First, in yet another chapter of Twitter’s improvements to become locally relevant, it has started rolling out its “local trends” for a series of US cities and ome countries (probably based on the ones with the most usage).
Screenshot source: Techcrunch
On a related note, the Kelsey Group analysts issued five predictions for 2010 and one of them is “location and geotargeted advertising will represent a long-elusive revenue stream for Twitter and for third parties that mash up Twitter streams and location data.” They also suggest Facebook will also “integrate automatic location detection
into the status updates” .
Third, supporting the permanent shift of user behavior towards sites like Facebook and Twitter, Forrester reports that “a third of all Internet users in the U.S. now post status updates on social networking services like Twitter and Facebook at least once per week.”

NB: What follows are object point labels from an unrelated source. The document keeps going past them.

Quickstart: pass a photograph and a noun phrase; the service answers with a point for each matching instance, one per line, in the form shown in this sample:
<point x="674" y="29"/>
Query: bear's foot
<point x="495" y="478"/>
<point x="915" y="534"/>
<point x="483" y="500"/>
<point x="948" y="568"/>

Fourth, David Hornik, a well-known American investor, recently attended a Procter & Gamble (P&G) outreach event in Silicon Valley. Asked what they thought of Twitter, Hornik writes: “To P&G, Twitter is a great broadcast medium — it is best for one to many communications that are short bursts of timely information — but as good as it is for timely information, the P&G folks do not view it as particularly relevant to what they are doing on the brand building and advertising side. For those things that Proctor & Gamble thinks are most interesting and important, they do not believe that Twitter will ever approach the value they can get out of a Google or Facebook.” This reminds me of what big brands think of Yellow Pages as a medium. They don’t understand it but it’s still drives business for millions of advertisers. Twitter will be (is?) all about the same thing. And for the record, I’ve always thought packaged-goods companies could have made a killing with Yellow Pages by making their product information locally-relevant…
Fifth, Hitwise’s traffic reports in Australia (as reported in ReadWriteWeb) show that “For perhaps the first time ever, social networking sites have surpassed the traffic search engines receive”. That would explain why in the long run Google is afraid of the new conversational capacity of sites like Facebook and Twitter. And why they’re racing to
introduce social functionalities within Google Maps.